To make this design shine, we wanted to include compelling themes which met the needs of customers around the world. I partnered with the team which prepared these default themes, as well additional themes for certain geographies. The process of selecting the best 6 photos for each theme was extremely time consuming, but it was a lot of fun to see so many beautiful photos from around the world.
Through this effort, I also learned that they were also looking for sample photos to include in the Beta release. Sample photos are different from themes in that they are visible in the File Explorer app. (Sample images let users try features like the photo viewer app before adding their own photos later.)
I was happy to submit a handful of photos, including my photo of the Amphitrite Lighthouse. Some time later, they asked if they could use my photo in the final release instead. I was excited to hear that my photo might be enjoyed by so many Windows users, so I allowed them to use it.
About the photo.
At the time, I was still shooting with my first Digital SLR, the 6 megapixel original “Canon EOS Digital Rebel”, and I was using the Canon 10-22 EF-S lens. The photo was taken without a tripod at ISO 100, 1/50 sec, f/6.3, with 17mm zoom. The focus on that lens is a little soft, but you can’t tell given the small size of the final photo.
The sample photos were kept small with a low 1024×768 resolution to minimize space on almost every PC in the world. The design team did some light editing from the file I provided, including the removal of the antenna behind the lighthouse and a much tighter cropping.
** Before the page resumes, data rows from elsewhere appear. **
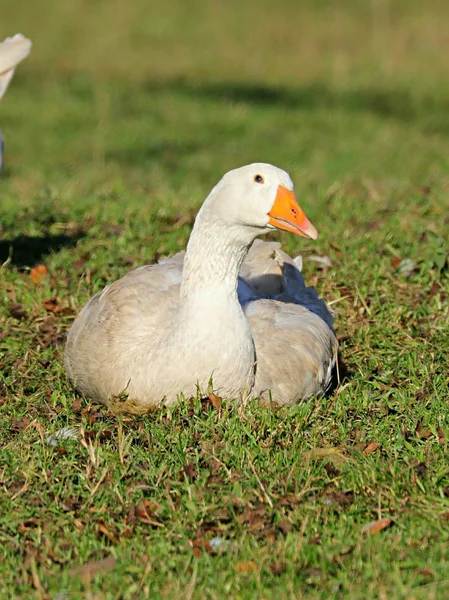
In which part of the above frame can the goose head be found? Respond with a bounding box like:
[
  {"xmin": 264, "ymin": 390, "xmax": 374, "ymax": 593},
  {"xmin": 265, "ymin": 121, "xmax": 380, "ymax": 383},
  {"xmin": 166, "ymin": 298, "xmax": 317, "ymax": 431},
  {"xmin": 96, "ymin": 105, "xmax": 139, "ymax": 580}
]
[{"xmin": 201, "ymin": 163, "xmax": 318, "ymax": 240}]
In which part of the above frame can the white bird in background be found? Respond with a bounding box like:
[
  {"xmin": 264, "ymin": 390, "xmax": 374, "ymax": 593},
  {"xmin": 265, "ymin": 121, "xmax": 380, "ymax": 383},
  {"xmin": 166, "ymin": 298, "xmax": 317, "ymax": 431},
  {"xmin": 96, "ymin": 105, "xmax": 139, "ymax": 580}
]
[{"xmin": 0, "ymin": 33, "xmax": 32, "ymax": 169}]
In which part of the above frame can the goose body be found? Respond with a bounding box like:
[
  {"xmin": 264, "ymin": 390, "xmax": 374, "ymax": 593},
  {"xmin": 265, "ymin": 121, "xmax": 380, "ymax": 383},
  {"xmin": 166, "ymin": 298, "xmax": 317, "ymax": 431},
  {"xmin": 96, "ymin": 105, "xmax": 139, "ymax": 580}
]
[
  {"xmin": 65, "ymin": 163, "xmax": 337, "ymax": 412},
  {"xmin": 0, "ymin": 33, "xmax": 31, "ymax": 169}
]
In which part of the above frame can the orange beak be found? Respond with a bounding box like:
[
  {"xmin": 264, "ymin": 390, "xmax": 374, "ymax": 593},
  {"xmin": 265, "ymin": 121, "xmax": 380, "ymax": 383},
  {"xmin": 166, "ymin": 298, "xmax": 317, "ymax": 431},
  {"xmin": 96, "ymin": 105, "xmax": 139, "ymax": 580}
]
[{"xmin": 268, "ymin": 185, "xmax": 318, "ymax": 240}]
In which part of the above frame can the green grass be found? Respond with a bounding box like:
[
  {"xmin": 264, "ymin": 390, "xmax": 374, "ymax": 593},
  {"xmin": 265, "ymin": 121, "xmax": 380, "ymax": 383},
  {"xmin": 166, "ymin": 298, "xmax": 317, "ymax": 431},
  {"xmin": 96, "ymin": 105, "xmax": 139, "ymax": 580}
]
[{"xmin": 0, "ymin": 0, "xmax": 449, "ymax": 600}]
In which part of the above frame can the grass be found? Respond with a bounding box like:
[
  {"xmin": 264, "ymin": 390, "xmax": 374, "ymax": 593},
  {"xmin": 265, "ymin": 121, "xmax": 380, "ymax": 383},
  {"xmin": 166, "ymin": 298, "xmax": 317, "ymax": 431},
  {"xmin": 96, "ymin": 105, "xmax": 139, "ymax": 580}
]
[{"xmin": 0, "ymin": 0, "xmax": 449, "ymax": 600}]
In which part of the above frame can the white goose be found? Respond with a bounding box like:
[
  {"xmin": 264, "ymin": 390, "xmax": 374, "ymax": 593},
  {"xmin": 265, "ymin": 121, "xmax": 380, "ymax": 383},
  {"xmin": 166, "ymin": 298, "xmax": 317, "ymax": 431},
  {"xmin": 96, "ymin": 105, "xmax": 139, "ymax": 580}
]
[
  {"xmin": 0, "ymin": 33, "xmax": 31, "ymax": 169},
  {"xmin": 65, "ymin": 163, "xmax": 337, "ymax": 412}
]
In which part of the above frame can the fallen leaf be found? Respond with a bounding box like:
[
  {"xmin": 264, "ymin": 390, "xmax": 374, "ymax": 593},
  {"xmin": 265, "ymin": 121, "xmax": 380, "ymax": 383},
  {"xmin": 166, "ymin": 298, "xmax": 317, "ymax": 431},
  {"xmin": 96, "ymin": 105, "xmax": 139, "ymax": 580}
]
[
  {"xmin": 363, "ymin": 442, "xmax": 380, "ymax": 456},
  {"xmin": 10, "ymin": 417, "xmax": 31, "ymax": 433},
  {"xmin": 9, "ymin": 302, "xmax": 28, "ymax": 321},
  {"xmin": 134, "ymin": 500, "xmax": 164, "ymax": 527},
  {"xmin": 278, "ymin": 519, "xmax": 292, "ymax": 535},
  {"xmin": 307, "ymin": 255, "xmax": 332, "ymax": 269},
  {"xmin": 180, "ymin": 463, "xmax": 196, "ymax": 481},
  {"xmin": 69, "ymin": 555, "xmax": 116, "ymax": 579},
  {"xmin": 235, "ymin": 560, "xmax": 257, "ymax": 573},
  {"xmin": 362, "ymin": 519, "xmax": 393, "ymax": 535},
  {"xmin": 270, "ymin": 562, "xmax": 286, "ymax": 575},
  {"xmin": 208, "ymin": 392, "xmax": 221, "ymax": 410},
  {"xmin": 43, "ymin": 296, "xmax": 61, "ymax": 314},
  {"xmin": 97, "ymin": 520, "xmax": 120, "ymax": 544},
  {"xmin": 30, "ymin": 265, "xmax": 48, "ymax": 285},
  {"xmin": 390, "ymin": 256, "xmax": 402, "ymax": 269}
]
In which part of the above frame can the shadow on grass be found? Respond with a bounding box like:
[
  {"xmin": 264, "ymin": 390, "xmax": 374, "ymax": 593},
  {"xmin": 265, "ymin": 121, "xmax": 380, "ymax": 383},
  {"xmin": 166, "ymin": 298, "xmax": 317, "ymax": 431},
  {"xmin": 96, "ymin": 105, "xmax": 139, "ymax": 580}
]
[
  {"xmin": 0, "ymin": 233, "xmax": 84, "ymax": 268},
  {"xmin": 139, "ymin": 79, "xmax": 449, "ymax": 121}
]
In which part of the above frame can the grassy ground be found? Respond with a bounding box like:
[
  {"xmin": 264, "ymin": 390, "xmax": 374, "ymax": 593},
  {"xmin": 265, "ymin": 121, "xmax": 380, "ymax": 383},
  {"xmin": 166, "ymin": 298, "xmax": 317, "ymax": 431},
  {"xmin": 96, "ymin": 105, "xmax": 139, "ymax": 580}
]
[{"xmin": 0, "ymin": 0, "xmax": 449, "ymax": 600}]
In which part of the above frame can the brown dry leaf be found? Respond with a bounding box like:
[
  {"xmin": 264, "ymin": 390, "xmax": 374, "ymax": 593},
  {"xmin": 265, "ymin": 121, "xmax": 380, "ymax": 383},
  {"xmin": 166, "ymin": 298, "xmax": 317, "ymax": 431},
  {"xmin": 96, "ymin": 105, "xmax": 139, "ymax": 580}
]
[
  {"xmin": 30, "ymin": 265, "xmax": 48, "ymax": 285},
  {"xmin": 235, "ymin": 560, "xmax": 257, "ymax": 573},
  {"xmin": 72, "ymin": 254, "xmax": 90, "ymax": 271},
  {"xmin": 362, "ymin": 519, "xmax": 393, "ymax": 535},
  {"xmin": 208, "ymin": 392, "xmax": 221, "ymax": 410},
  {"xmin": 363, "ymin": 442, "xmax": 380, "ymax": 456},
  {"xmin": 97, "ymin": 520, "xmax": 120, "ymax": 544},
  {"xmin": 17, "ymin": 517, "xmax": 39, "ymax": 533},
  {"xmin": 9, "ymin": 302, "xmax": 28, "ymax": 321},
  {"xmin": 10, "ymin": 417, "xmax": 31, "ymax": 433},
  {"xmin": 180, "ymin": 463, "xmax": 197, "ymax": 481},
  {"xmin": 69, "ymin": 555, "xmax": 115, "ymax": 579},
  {"xmin": 43, "ymin": 296, "xmax": 61, "ymax": 314},
  {"xmin": 135, "ymin": 500, "xmax": 164, "ymax": 527},
  {"xmin": 270, "ymin": 562, "xmax": 286, "ymax": 575}
]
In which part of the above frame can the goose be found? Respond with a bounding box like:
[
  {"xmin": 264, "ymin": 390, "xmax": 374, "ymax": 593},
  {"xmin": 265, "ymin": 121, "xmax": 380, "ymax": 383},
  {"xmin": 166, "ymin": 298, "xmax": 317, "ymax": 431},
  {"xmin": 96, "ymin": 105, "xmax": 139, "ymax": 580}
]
[
  {"xmin": 0, "ymin": 33, "xmax": 31, "ymax": 170},
  {"xmin": 64, "ymin": 163, "xmax": 337, "ymax": 413}
]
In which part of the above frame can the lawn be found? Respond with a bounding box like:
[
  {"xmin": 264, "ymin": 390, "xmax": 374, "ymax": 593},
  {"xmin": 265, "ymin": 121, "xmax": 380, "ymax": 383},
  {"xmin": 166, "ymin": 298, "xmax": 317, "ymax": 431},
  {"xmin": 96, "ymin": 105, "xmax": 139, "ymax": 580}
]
[{"xmin": 0, "ymin": 0, "xmax": 449, "ymax": 600}]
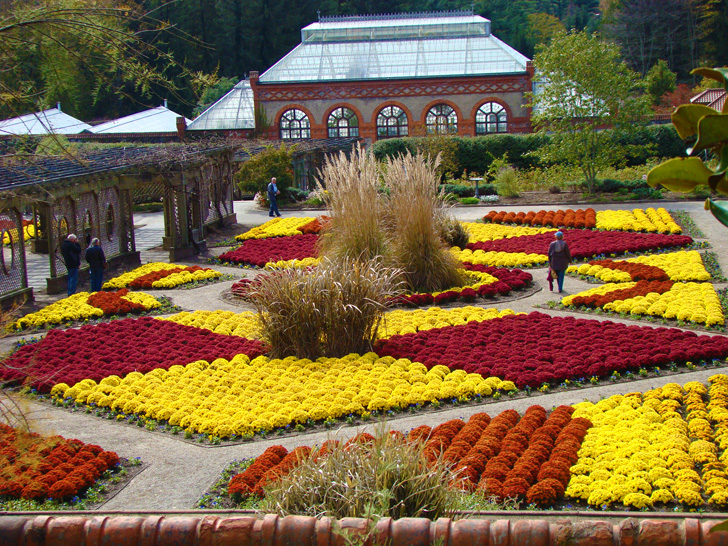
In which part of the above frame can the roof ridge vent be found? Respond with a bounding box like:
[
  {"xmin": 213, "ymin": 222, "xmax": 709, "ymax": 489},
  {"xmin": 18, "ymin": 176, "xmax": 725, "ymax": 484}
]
[{"xmin": 319, "ymin": 8, "xmax": 475, "ymax": 23}]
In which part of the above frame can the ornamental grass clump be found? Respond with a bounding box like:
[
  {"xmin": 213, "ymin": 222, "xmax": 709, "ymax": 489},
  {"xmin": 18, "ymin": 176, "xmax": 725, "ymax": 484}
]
[
  {"xmin": 318, "ymin": 146, "xmax": 388, "ymax": 260},
  {"xmin": 260, "ymin": 428, "xmax": 463, "ymax": 520},
  {"xmin": 384, "ymin": 151, "xmax": 464, "ymax": 292},
  {"xmin": 249, "ymin": 257, "xmax": 402, "ymax": 360},
  {"xmin": 318, "ymin": 142, "xmax": 467, "ymax": 292}
]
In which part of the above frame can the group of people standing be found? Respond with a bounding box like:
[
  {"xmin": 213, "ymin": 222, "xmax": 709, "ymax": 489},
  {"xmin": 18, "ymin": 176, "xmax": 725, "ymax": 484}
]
[{"xmin": 61, "ymin": 233, "xmax": 106, "ymax": 296}]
Easter Egg – I’m in your computer!
Search for “Tom Alphin” on any computer running Windows 7, and this photo will show up! The sample photos were given metadata including a fake “rating” (5 stars, naturally), and the “Author” field with my name. (It also includes an incorrect “date created” of February 11, 2008, which is probably the date that I provided the photo.)
Welcoming Windows 10 with an encore visit to the Lighthouse!
I still work on the Windows team, and am excited by Windows 10, our latest operating system which was released on July 29, 2015. It is the latest Microsoft operating system, and it contains lots of new features including Cortana search capabilities, a new web browser, Windows Hello, and lots more. Many of the new features will appeal to those users still enjoying Windows 7, including a more familiar Start menu and other optimizations for the many users who don’t have a touch screen yet. For the next year, it’s available as a free upgrade for users running Windows 7 or 8. In a way, the release of Windows 10 marks the end of people enjoying my Lighthouse photo on the millions of PC’s running Windows 7.
Last week I had a chance to visit to the very same lighthouse where I took that photo in 2007, since I hadn’t been back since then. We made a day trip to the west coast of Vancouver Island to visit Pacific Rim National Park, and to visit the lighthouse in Ucluelet (We were staying outside Parksville with my parents, aunt, and uncle).
We weren’t able to wait until sunset since we had a long drive to get back to Parksville, but I seized the opportunity to get some photos of the lighthouse from the same location. This time I had a better camera, a better lens, and a Tripod so everything is nice and sharp.
By carefully reviewing the old photo, I was able to find the closest location I could to the original photograph and set my tripod there. I’m pretty confident that this is the exact spot to re-create the Windows 7 photo from the same angle. I was fun to find what I believe is exactly the same spot, and to take some additional photos.